18 Text data foundations
Learning Objectives
- Explain principles of language models including tokens and embeddings
- Explain the logic of language based machine learning models
- Describe language model uses
- Use foundational text tools
Chapter content
The purpose of this chapter is to introduce you to concepts and tools that are used with business text. Information is often stored in forms that are not accessible in a structured format that can easily be fed into traditional analyses. For example, information could be contained in text documents, images, or audio files. This and the next chapters will focus on text data. Textual content can be small strings in an otherwise structured data set, text that contains numeric or qualitative data, longer strings that can be converted to or included in a structured data set, or may be the primary data source.
Text in accounting- text sources, types, and information content
Businesses produce, consume, and store vast amounts of text data. This text data can be used to understand customer sentiment, to predict future performance, to understand the competitive landscape, and to make better decisions. Sometimes text data is a small part of a larger data set, and sometimes it is the primary data source. Text data can be structured, semi-structured, or unstructured.
Text is also an important source and product of accounting information. For example, financial reports contain more textual information than numbers in the form of notes, supplementary disclosures, and explanations. Financial reports also incorporate contracts, leases, bonds, workflows, and other documents that lead to accounting numbers and require financial disclosures.
Various parties may use the text created by or used by accountants and accounting procedures and systems and may use textual tools to make working with the text more efficient. Accountants may use textual tools to extract key pieces of information from contracts and legal documents, to summarize documents, or to automate reporting. Regulators may use textual tools to search for changes in documents, to verify content, and to identify risks. Investors may use textual tools to infer intent, capture sentiment, or predict outcomes.
Foundations of textual analysis
This section describes foundational concepts and tools that may useful by themselves or as a broader part of understanding the use of generative and agentic AI models.
Computer models of text require transforming text components to numerical representations that a computer can interpret and use as part of mathematical tools. Working with text has evolved from simple methods to complex machine learning models with billions of parameters (large language models or LLMs).
Tokens
The foundational starting point for working with text is called a token. A token is a character or combination of characters that can be treated as a unit. Tokens can be specific words, for example, “writing”. How tokens are defined represents tradeoffs in computational power, generalizability, and accuracy.
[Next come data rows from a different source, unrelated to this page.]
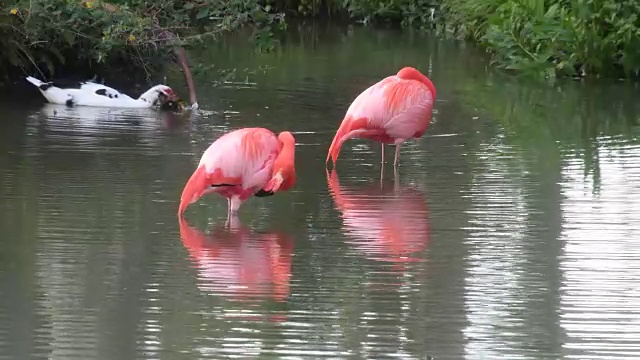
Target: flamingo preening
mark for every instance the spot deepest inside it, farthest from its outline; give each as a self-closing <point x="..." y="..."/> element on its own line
<point x="241" y="164"/>
<point x="395" y="109"/>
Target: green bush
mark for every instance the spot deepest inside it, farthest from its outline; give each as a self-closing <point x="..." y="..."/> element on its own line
<point x="553" y="37"/>
<point x="46" y="35"/>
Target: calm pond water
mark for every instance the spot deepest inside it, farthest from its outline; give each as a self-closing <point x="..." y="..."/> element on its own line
<point x="512" y="234"/>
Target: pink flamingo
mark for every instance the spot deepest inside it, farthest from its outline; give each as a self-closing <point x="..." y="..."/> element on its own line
<point x="238" y="263"/>
<point x="241" y="164"/>
<point x="395" y="109"/>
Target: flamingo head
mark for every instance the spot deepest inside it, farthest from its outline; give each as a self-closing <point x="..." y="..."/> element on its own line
<point x="196" y="187"/>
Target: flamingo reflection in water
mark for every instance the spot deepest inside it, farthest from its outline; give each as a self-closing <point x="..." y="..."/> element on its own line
<point x="239" y="264"/>
<point x="386" y="224"/>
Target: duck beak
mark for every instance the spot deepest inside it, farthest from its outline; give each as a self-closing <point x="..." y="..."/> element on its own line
<point x="194" y="189"/>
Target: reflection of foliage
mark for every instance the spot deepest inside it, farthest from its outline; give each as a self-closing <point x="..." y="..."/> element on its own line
<point x="572" y="119"/>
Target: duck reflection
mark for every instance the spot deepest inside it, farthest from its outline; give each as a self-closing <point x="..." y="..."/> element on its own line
<point x="237" y="263"/>
<point x="386" y="223"/>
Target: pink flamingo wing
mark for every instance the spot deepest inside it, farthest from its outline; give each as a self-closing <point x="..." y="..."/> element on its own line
<point x="400" y="107"/>
<point x="409" y="106"/>
<point x="246" y="154"/>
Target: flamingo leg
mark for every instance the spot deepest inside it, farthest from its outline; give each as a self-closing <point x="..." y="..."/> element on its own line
<point x="382" y="166"/>
<point x="395" y="161"/>
<point x="396" y="177"/>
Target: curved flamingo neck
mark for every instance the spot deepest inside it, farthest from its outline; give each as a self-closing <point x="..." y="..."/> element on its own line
<point x="409" y="73"/>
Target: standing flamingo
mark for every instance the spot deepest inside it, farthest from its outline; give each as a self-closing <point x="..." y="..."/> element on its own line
<point x="395" y="109"/>
<point x="241" y="164"/>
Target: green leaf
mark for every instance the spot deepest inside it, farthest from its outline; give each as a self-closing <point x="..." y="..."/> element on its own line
<point x="202" y="13"/>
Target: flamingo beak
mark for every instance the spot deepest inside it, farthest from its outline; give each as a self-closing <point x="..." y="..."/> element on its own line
<point x="194" y="189"/>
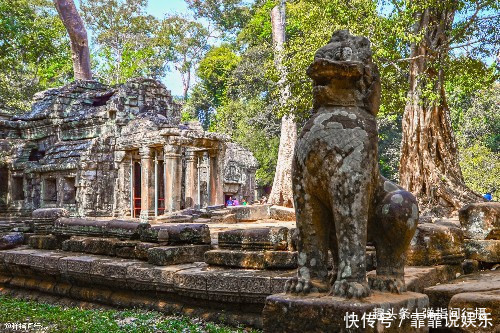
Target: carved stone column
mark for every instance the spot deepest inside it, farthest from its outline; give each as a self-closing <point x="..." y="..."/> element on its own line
<point x="173" y="177"/>
<point x="147" y="185"/>
<point x="191" y="186"/>
<point x="216" y="178"/>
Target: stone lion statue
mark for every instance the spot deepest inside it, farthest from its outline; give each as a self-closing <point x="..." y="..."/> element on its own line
<point x="341" y="200"/>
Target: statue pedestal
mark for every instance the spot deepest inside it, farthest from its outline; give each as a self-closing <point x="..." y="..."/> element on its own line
<point x="320" y="313"/>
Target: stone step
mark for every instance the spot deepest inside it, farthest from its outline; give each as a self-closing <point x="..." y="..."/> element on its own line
<point x="441" y="295"/>
<point x="252" y="259"/>
<point x="436" y="244"/>
<point x="269" y="238"/>
<point x="174" y="255"/>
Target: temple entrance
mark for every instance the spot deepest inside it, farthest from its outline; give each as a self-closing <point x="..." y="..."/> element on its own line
<point x="161" y="188"/>
<point x="136" y="190"/>
<point x="4" y="181"/>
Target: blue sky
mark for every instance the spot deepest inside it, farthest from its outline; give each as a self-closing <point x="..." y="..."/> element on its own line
<point x="159" y="8"/>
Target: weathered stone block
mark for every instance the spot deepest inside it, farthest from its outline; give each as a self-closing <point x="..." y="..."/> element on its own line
<point x="11" y="240"/>
<point x="282" y="213"/>
<point x="172" y="255"/>
<point x="251" y="212"/>
<point x="284" y="313"/>
<point x="252" y="259"/>
<point x="440" y="295"/>
<point x="487" y="300"/>
<point x="418" y="278"/>
<point x="271" y="238"/>
<point x="481" y="220"/>
<point x="141" y="250"/>
<point x="125" y="249"/>
<point x="435" y="244"/>
<point x="226" y="218"/>
<point x="186" y="233"/>
<point x="235" y="258"/>
<point x="45" y="242"/>
<point x="49" y="213"/>
<point x="91" y="245"/>
<point x="280" y="259"/>
<point x="123" y="229"/>
<point x="80" y="227"/>
<point x="483" y="250"/>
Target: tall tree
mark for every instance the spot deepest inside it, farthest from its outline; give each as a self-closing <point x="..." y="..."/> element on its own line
<point x="187" y="41"/>
<point x="35" y="53"/>
<point x="429" y="165"/>
<point x="78" y="35"/>
<point x="281" y="193"/>
<point x="125" y="42"/>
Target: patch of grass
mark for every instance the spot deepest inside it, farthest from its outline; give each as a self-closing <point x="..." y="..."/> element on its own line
<point x="59" y="319"/>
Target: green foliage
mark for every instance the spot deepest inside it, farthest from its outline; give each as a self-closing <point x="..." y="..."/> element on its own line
<point x="229" y="15"/>
<point x="186" y="42"/>
<point x="62" y="320"/>
<point x="481" y="169"/>
<point x="244" y="122"/>
<point x="34" y="52"/>
<point x="478" y="136"/>
<point x="126" y="44"/>
<point x="214" y="71"/>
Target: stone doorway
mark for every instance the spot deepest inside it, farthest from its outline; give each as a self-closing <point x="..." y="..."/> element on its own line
<point x="136" y="190"/>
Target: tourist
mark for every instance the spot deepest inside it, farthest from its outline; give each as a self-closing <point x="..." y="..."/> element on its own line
<point x="488" y="196"/>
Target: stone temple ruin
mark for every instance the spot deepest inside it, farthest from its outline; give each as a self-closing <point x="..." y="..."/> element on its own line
<point x="107" y="198"/>
<point x="116" y="151"/>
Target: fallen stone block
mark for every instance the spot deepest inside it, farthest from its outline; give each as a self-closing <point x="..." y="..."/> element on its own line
<point x="11" y="240"/>
<point x="311" y="313"/>
<point x="481" y="220"/>
<point x="270" y="238"/>
<point x="250" y="212"/>
<point x="282" y="213"/>
<point x="483" y="250"/>
<point x="435" y="244"/>
<point x="172" y="255"/>
<point x="440" y="295"/>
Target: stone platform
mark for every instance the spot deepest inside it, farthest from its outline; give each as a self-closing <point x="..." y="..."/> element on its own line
<point x="480" y="290"/>
<point x="194" y="289"/>
<point x="287" y="313"/>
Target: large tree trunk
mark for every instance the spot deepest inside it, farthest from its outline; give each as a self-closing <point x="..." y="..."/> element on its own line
<point x="281" y="193"/>
<point x="78" y="36"/>
<point x="429" y="157"/>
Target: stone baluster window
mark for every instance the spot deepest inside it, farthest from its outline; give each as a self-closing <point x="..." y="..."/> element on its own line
<point x="50" y="190"/>
<point x="17" y="188"/>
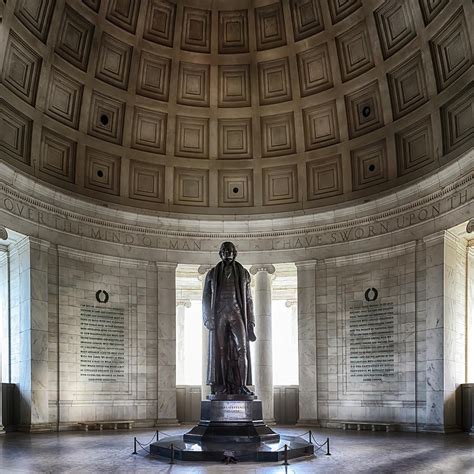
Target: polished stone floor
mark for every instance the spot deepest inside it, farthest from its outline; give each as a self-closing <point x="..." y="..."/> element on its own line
<point x="352" y="451"/>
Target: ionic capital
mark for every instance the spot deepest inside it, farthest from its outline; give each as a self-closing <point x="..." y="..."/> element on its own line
<point x="183" y="302"/>
<point x="470" y="226"/>
<point x="3" y="233"/>
<point x="264" y="267"/>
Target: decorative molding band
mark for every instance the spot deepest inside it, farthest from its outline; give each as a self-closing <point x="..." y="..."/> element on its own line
<point x="388" y="252"/>
<point x="435" y="238"/>
<point x="265" y="267"/>
<point x="307" y="264"/>
<point x="343" y="225"/>
<point x="91" y="257"/>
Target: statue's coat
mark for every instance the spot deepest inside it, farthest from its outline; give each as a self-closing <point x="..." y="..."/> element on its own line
<point x="210" y="298"/>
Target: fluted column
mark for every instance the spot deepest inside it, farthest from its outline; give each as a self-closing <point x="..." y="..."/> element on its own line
<point x="166" y="292"/>
<point x="205" y="389"/>
<point x="263" y="365"/>
<point x="33" y="305"/>
<point x="308" y="381"/>
<point x="3" y="310"/>
<point x="181" y="306"/>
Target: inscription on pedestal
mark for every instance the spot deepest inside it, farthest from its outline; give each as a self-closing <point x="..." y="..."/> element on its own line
<point x="102" y="344"/>
<point x="231" y="411"/>
<point x="371" y="342"/>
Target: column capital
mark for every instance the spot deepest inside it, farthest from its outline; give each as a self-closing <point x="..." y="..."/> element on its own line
<point x="470" y="226"/>
<point x="170" y="266"/>
<point x="3" y="233"/>
<point x="262" y="267"/>
<point x="186" y="302"/>
<point x="306" y="264"/>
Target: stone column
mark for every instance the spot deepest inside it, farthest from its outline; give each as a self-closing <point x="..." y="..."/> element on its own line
<point x="308" y="382"/>
<point x="205" y="389"/>
<point x="166" y="378"/>
<point x="181" y="306"/>
<point x="445" y="323"/>
<point x="4" y="305"/>
<point x="262" y="365"/>
<point x="33" y="301"/>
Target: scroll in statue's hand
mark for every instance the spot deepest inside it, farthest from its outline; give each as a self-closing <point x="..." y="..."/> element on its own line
<point x="251" y="334"/>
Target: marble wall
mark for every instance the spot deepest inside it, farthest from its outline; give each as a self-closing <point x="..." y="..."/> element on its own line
<point x="134" y="287"/>
<point x="421" y="287"/>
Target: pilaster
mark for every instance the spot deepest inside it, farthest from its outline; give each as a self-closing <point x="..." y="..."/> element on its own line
<point x="308" y="393"/>
<point x="33" y="327"/>
<point x="166" y="312"/>
<point x="4" y="309"/>
<point x="262" y="365"/>
<point x="205" y="389"/>
<point x="445" y="338"/>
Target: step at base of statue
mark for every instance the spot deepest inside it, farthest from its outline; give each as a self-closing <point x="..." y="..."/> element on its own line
<point x="231" y="421"/>
<point x="231" y="426"/>
<point x="174" y="447"/>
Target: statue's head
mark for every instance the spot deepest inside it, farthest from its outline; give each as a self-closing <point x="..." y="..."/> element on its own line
<point x="228" y="252"/>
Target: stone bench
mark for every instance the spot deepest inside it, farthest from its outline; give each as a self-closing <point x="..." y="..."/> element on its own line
<point x="372" y="424"/>
<point x="100" y="424"/>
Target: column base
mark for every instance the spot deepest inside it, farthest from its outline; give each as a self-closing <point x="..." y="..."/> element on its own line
<point x="302" y="422"/>
<point x="167" y="422"/>
<point x="36" y="428"/>
<point x="440" y="429"/>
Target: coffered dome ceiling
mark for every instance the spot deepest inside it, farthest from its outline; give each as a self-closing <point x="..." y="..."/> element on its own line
<point x="234" y="107"/>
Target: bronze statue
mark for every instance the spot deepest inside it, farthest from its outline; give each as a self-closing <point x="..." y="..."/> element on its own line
<point x="227" y="311"/>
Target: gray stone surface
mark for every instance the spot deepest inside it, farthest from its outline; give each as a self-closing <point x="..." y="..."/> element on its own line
<point x="351" y="452"/>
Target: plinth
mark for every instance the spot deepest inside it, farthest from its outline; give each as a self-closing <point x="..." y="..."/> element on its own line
<point x="231" y="426"/>
<point x="231" y="419"/>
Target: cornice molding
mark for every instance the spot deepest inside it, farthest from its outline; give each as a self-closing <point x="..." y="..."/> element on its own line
<point x="456" y="175"/>
<point x="373" y="255"/>
<point x="280" y="234"/>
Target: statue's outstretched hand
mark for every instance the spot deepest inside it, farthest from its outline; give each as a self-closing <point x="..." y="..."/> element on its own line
<point x="251" y="333"/>
<point x="210" y="324"/>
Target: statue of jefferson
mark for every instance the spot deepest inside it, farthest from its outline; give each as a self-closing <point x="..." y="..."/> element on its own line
<point x="227" y="311"/>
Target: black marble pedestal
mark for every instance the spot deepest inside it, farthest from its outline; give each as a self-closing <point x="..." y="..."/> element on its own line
<point x="231" y="419"/>
<point x="231" y="426"/>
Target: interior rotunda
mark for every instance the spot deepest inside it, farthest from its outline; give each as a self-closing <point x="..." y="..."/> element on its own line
<point x="330" y="140"/>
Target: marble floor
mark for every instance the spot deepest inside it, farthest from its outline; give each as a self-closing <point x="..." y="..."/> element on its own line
<point x="352" y="451"/>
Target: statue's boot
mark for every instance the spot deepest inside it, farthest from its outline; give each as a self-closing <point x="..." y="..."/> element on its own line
<point x="242" y="364"/>
<point x="245" y="390"/>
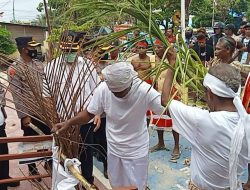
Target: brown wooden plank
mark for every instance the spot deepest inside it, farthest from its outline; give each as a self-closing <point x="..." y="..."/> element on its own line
<point x="25" y="155"/>
<point x="26" y="139"/>
<point x="9" y="180"/>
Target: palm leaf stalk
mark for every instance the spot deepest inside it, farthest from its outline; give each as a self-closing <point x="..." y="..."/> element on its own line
<point x="190" y="70"/>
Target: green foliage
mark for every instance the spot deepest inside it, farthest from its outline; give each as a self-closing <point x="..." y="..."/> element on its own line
<point x="6" y="45"/>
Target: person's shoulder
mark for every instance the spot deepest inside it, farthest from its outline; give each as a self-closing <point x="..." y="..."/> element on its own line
<point x="102" y="87"/>
<point x="142" y="86"/>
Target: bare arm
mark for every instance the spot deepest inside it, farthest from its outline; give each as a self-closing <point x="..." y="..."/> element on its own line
<point x="82" y="117"/>
<point x="248" y="59"/>
<point x="167" y="85"/>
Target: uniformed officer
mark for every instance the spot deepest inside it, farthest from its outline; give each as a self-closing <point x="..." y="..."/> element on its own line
<point x="28" y="53"/>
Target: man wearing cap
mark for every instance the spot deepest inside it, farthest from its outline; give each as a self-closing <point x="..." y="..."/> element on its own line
<point x="220" y="137"/>
<point x="79" y="73"/>
<point x="141" y="62"/>
<point x="125" y="99"/>
<point x="245" y="41"/>
<point x="230" y="30"/>
<point x="4" y="165"/>
<point x="170" y="35"/>
<point x="218" y="33"/>
<point x="27" y="49"/>
<point x="203" y="50"/>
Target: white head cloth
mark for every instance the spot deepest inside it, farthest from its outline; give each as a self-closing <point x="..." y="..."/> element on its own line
<point x="119" y="76"/>
<point x="220" y="89"/>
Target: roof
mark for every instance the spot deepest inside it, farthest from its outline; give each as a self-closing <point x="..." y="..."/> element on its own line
<point x="20" y="24"/>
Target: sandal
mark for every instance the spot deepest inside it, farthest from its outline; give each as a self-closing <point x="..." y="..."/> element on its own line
<point x="157" y="148"/>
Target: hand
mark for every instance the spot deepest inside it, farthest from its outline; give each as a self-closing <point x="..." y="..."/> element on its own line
<point x="171" y="56"/>
<point x="97" y="122"/>
<point x="60" y="127"/>
<point x="26" y="121"/>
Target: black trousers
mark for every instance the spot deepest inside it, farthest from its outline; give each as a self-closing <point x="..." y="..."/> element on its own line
<point x="27" y="131"/>
<point x="86" y="151"/>
<point x="4" y="165"/>
<point x="100" y="142"/>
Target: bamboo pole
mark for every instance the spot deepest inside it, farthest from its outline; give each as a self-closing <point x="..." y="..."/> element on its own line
<point x="70" y="165"/>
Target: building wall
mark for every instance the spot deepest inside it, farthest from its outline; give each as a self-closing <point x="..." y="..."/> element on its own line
<point x="18" y="30"/>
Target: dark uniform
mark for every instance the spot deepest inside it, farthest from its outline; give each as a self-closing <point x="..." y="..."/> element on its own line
<point x="18" y="84"/>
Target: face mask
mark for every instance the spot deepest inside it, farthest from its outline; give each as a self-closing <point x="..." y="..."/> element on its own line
<point x="70" y="57"/>
<point x="32" y="53"/>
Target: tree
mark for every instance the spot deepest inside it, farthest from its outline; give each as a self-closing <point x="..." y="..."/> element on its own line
<point x="6" y="45"/>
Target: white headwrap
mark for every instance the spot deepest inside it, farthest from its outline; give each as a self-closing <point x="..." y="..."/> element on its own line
<point x="220" y="89"/>
<point x="119" y="76"/>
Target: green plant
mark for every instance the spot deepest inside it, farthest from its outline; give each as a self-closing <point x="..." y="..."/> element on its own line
<point x="6" y="45"/>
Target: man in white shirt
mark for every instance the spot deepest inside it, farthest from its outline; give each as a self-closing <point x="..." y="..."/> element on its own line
<point x="219" y="137"/>
<point x="125" y="99"/>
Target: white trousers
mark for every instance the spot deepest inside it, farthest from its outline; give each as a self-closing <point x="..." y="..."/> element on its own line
<point x="128" y="172"/>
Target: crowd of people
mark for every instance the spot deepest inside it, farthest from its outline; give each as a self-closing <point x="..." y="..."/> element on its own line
<point x="115" y="114"/>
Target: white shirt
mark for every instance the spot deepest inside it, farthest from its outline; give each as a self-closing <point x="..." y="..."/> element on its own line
<point x="210" y="134"/>
<point x="126" y="127"/>
<point x="77" y="91"/>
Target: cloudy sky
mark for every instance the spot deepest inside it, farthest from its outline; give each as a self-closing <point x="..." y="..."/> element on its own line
<point x="25" y="10"/>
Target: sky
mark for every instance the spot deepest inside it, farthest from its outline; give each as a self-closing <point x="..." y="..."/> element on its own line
<point x="25" y="10"/>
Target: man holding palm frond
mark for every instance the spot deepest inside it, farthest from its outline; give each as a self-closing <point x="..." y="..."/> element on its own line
<point x="125" y="99"/>
<point x="76" y="81"/>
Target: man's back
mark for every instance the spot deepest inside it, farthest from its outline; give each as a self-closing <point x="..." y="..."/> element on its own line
<point x="127" y="134"/>
<point x="210" y="134"/>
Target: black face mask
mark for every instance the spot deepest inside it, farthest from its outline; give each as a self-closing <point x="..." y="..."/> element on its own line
<point x="32" y="53"/>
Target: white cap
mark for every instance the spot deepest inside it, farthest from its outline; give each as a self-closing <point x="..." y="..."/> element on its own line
<point x="119" y="76"/>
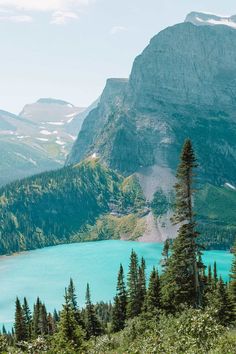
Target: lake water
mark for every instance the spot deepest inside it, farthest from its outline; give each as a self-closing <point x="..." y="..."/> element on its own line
<point x="46" y="272"/>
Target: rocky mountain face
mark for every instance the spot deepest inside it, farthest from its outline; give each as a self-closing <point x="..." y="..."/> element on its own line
<point x="38" y="139"/>
<point x="182" y="85"/>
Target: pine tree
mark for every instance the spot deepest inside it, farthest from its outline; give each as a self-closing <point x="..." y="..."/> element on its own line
<point x="27" y="317"/>
<point x="51" y="324"/>
<point x="4" y="332"/>
<point x="165" y="252"/>
<point x="20" y="325"/>
<point x="222" y="303"/>
<point x="215" y="276"/>
<point x="92" y="324"/>
<point x="133" y="304"/>
<point x="152" y="301"/>
<point x="70" y="335"/>
<point x="36" y="319"/>
<point x="141" y="284"/>
<point x="120" y="303"/>
<point x="72" y="298"/>
<point x="181" y="280"/>
<point x="56" y="317"/>
<point x="232" y="285"/>
<point x="43" y="320"/>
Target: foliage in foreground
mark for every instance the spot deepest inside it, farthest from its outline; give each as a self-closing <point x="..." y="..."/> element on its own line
<point x="191" y="332"/>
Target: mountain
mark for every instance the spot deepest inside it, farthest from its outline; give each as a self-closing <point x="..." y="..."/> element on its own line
<point x="38" y="139"/>
<point x="20" y="159"/>
<point x="182" y="85"/>
<point x="84" y="202"/>
<point x="110" y="100"/>
<point x="52" y="118"/>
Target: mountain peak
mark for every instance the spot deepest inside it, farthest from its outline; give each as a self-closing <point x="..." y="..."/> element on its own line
<point x="206" y="19"/>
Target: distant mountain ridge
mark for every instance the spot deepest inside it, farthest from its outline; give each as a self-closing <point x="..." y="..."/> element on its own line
<point x="38" y="139"/>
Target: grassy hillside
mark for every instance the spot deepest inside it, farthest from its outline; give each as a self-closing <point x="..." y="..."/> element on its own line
<point x="61" y="206"/>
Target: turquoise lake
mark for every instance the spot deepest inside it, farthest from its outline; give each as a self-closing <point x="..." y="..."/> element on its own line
<point x="46" y="272"/>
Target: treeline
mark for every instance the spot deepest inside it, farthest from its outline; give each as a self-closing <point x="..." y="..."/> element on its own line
<point x="185" y="309"/>
<point x="58" y="207"/>
<point x="72" y="330"/>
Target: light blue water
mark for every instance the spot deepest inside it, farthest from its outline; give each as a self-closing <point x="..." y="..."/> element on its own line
<point x="46" y="272"/>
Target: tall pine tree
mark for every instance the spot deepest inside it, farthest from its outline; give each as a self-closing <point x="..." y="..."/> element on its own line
<point x="70" y="335"/>
<point x="152" y="301"/>
<point x="133" y="305"/>
<point x="92" y="324"/>
<point x="20" y="325"/>
<point x="181" y="281"/>
<point x="72" y="298"/>
<point x="232" y="284"/>
<point x="27" y="317"/>
<point x="120" y="303"/>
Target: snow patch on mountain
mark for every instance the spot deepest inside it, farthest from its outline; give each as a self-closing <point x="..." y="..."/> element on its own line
<point x="229" y="185"/>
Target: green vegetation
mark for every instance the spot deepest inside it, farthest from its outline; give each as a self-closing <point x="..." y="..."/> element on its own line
<point x="113" y="328"/>
<point x="160" y="203"/>
<point x="182" y="311"/>
<point x="80" y="203"/>
<point x="216" y="209"/>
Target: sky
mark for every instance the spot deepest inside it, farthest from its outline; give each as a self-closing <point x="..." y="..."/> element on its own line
<point x="67" y="49"/>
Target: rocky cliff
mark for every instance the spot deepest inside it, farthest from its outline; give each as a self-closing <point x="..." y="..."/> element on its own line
<point x="182" y="85"/>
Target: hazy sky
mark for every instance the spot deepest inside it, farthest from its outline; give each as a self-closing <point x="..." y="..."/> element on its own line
<point x="68" y="48"/>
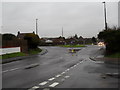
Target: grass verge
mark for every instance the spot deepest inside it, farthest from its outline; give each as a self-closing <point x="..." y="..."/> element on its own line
<point x="34" y="51"/>
<point x="115" y="55"/>
<point x="17" y="54"/>
<point x="72" y="45"/>
<point x="11" y="55"/>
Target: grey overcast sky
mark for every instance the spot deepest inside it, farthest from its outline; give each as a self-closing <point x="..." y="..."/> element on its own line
<point x="82" y="18"/>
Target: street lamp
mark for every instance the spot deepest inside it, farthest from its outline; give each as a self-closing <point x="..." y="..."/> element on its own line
<point x="105" y="15"/>
<point x="36" y="27"/>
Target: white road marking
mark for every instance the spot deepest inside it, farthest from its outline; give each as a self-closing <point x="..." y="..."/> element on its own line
<point x="51" y="79"/>
<point x="58" y="75"/>
<point x="67" y="76"/>
<point x="63" y="73"/>
<point x="74" y="66"/>
<point x="62" y="79"/>
<point x="54" y="84"/>
<point x="43" y="83"/>
<point x="35" y="87"/>
<point x="67" y="70"/>
<point x="46" y="89"/>
<point x="71" y="67"/>
<point x="19" y="68"/>
<point x="10" y="70"/>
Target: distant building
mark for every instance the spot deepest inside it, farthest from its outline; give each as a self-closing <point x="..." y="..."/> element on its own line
<point x="22" y="35"/>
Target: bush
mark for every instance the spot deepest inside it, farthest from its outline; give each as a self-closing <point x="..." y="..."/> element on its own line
<point x="111" y="38"/>
<point x="33" y="40"/>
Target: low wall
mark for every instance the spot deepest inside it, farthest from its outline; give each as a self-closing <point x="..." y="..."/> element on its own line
<point x="9" y="50"/>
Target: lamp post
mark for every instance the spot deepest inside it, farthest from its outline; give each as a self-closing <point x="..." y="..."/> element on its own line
<point x="105" y="15"/>
<point x="36" y="27"/>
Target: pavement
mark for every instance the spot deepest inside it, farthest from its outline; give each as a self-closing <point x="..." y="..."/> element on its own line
<point x="60" y="69"/>
<point x="99" y="56"/>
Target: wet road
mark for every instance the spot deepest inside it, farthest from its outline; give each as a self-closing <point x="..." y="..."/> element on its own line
<point x="59" y="68"/>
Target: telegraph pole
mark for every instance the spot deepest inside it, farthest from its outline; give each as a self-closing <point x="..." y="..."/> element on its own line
<point x="36" y="26"/>
<point x="105" y="15"/>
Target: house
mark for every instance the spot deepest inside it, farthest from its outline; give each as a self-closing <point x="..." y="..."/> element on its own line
<point x="22" y="35"/>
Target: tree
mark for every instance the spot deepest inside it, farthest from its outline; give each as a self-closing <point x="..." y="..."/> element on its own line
<point x="76" y="37"/>
<point x="8" y="36"/>
<point x="33" y="40"/>
<point x="111" y="38"/>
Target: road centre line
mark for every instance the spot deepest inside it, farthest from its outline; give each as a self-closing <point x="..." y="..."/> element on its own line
<point x="35" y="87"/>
<point x="63" y="73"/>
<point x="54" y="84"/>
<point x="51" y="79"/>
<point x="58" y="75"/>
<point x="43" y="83"/>
<point x="67" y="76"/>
<point x="19" y="68"/>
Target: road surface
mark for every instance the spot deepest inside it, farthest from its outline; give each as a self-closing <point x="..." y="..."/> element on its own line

Continuing with the example word of “writing” can help explain some of these tradeoffs. “writing” can have different forms depending on capitalization: “writing”, “Writing”, “WRITING”. “writing” can also have similar meaning as other forms of the word: “writing”, “write”, “written”. Other words can have similar meaning: “transcribing”, “speaking”, “noting”, “annotating”. Finally, qualifications can change the meaning of the word: “not writing”.
Consider some of the tradeoffs with possible definitions of tokens related to the word “writing” and the relatively simple task of counting the number of times “writing” is included in a sample text. Suppose you were to count the number of instances of “writing”. The first definition of a token could be a word. In this case “writing” would be a token. “write” would be a separate token. “Writing” would be a different token.
You might cosider different definitions for tokens. When you count the words, do you including “Writing”? Do you include “write”? Do you include “annotating”? Do you include “not writing”? A low computational cost approach would be to count the number of instances of “writing”. As the possibilities expand, the computational costs increase. Some heuristics have been used in the past to simplify what is meant by a token. Some of these are defined below.
The starting point for tools for working with text require the ability to split and match characters and combinations of characters. The foundational tool is called regular expressions.
Regular expressions
Regular expressions (regex) are patterns used to match sequences of characters within text. They work by defining a set of rules—using a combination of ordinary characters (like letters and numbers) and special symbols (called metacharacters)—that a regular expression engine uses to search, match, or manipulate text.
Regular expression engines work by scanning the input text for matches to the pattern. When it finds a sequence that fits the pattern, it reports a match. The regular expression can then be used to search, extract, replace, or split at the match point.
Examples of a regular expression pattern and the related match are provided below.
-
Pattern:
\d{3}-\d{2}-\d{4}
matches a social security number format like “123-45-6789”. -
Pattern:
^[A-Z][a-z]+
matches a capitalized word at the start of a line.
Elements of regular expressions are described in the dropdown list below.
Even in a period with relatively low cost and highly accessible language models, regular expressions are useful for rule based tasks and tasks that clean and prepare data. The end of this chapter will demonstrate regular expression usage in R.
From tokens to LLMs
With tokens defined, text processing developed from simple word counts or dictionaries, to what is typically referred to as natural language processing.
Word counts are a foundational concept in language processing and Natural Language Processing (NLP). At their simplest, word counts refer to tallying how many times each word appears in a given text or corpus. This process is often called unigram word count or word frequency.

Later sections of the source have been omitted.